The `--input` flag passes JSON data to the workflow Action's validated `input`. `GITHUB_TOKEN` is provided automatically by GitHub Actions.

## Typed results and orchestration

Result schemas aren't just for type safety — they're how you orchestrate multi-step workflows. Because you get typed data back from `prompt()` and `skill()`, you can branch on results within a single agent:

```typescript
import { defineAgent, defineWorkflow } from '@flue/runtime';
import { local } from '@flue/runtime/node';
import * as v from 'valibot';

const agent = defineAgent(() => ({ sandbox: local(), model: 'anthropic/claude-sonnet-4-6' }));

export default defineWorkflow({
  agent,
  input: v.object({ issueNumber: v.number() }),

  async run({ harness, input }) {
    const session = await harness.session();
    const { data } = await session.skill('triage', {
      args: { issueNumber: input.issueNumber },
      result: v.object({
        severity: v.picklist(['low', 'medium', 'high', 'critical']),
        reproducible: v.boolean(),
        summary: v.string(),
      }),
    });

    if (data.severity === 'critical' && data.reproducible) {
      await session.skill('auto-fix', {
        args: { issueNumber: input.issueNumber },
        result: v.object({ fix_applied: v.boolean(), pr_url: v.optional(v.string()) }),
      });
    }
    return data;
  },
});
```

This pattern — prompt or skill call, check the result, decide what to do next — is how you build sophisticated agents that go beyond single-shot prompts.

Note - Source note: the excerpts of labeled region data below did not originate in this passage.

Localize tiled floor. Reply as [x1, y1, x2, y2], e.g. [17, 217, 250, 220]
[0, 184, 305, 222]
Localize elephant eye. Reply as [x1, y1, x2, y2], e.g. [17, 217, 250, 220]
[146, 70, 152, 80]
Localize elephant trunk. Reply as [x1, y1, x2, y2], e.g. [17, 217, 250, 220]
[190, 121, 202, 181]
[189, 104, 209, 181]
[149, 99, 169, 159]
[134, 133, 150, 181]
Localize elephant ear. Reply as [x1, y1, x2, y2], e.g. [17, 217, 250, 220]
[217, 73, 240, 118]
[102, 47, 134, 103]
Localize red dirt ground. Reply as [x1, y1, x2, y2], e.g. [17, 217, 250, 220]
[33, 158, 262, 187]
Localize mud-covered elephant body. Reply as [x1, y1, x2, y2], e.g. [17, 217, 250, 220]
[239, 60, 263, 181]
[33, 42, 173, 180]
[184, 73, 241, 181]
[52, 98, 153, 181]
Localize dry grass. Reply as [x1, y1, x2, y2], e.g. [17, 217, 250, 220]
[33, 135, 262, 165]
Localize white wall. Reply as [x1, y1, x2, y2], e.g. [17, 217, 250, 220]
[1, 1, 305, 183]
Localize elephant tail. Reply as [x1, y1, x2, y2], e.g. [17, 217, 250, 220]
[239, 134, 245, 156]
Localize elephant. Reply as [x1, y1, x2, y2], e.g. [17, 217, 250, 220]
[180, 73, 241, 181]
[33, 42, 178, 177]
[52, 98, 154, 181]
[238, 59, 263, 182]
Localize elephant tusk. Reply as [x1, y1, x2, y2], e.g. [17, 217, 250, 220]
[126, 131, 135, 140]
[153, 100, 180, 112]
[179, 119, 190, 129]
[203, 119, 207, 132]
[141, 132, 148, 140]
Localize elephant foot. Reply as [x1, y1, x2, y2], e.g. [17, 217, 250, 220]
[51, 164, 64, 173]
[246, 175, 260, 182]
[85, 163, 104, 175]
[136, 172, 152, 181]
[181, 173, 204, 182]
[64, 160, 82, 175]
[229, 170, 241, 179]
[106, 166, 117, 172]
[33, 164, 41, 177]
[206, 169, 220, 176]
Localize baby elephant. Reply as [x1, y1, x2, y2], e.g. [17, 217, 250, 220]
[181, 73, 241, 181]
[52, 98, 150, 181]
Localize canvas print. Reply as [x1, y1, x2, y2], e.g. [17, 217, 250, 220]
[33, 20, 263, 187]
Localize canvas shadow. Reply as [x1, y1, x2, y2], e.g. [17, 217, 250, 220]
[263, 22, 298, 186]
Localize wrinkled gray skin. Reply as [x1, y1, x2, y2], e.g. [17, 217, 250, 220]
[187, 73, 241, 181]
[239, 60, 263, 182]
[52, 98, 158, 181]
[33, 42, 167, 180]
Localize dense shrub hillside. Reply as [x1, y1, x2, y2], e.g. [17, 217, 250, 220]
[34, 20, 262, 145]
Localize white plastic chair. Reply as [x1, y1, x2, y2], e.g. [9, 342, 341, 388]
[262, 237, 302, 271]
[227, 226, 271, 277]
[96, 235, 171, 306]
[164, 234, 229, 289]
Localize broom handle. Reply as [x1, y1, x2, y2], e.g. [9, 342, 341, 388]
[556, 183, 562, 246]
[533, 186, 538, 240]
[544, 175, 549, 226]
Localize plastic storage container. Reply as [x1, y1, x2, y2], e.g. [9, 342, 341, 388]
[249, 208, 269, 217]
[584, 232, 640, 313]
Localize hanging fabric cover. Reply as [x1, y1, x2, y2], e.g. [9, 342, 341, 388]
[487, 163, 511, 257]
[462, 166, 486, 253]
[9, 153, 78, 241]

## Running workflows locally

During development, `flue run` starts the configured application temporarily and runs the workflow in one step:

```bash
# Run with input
npx flue run triage --target node \
  --input '{"issueNumber": 42}'

# Pipe the result to jq
npx flue run triage --target node \
  --input '{"issueNumber": 42}' | jq '.severity'
```

The CLI invokes the workflow over the temporary application's normal HTTP surface, so `app.ts` and middleware run. Progress goes to stderr and the final result to stdout.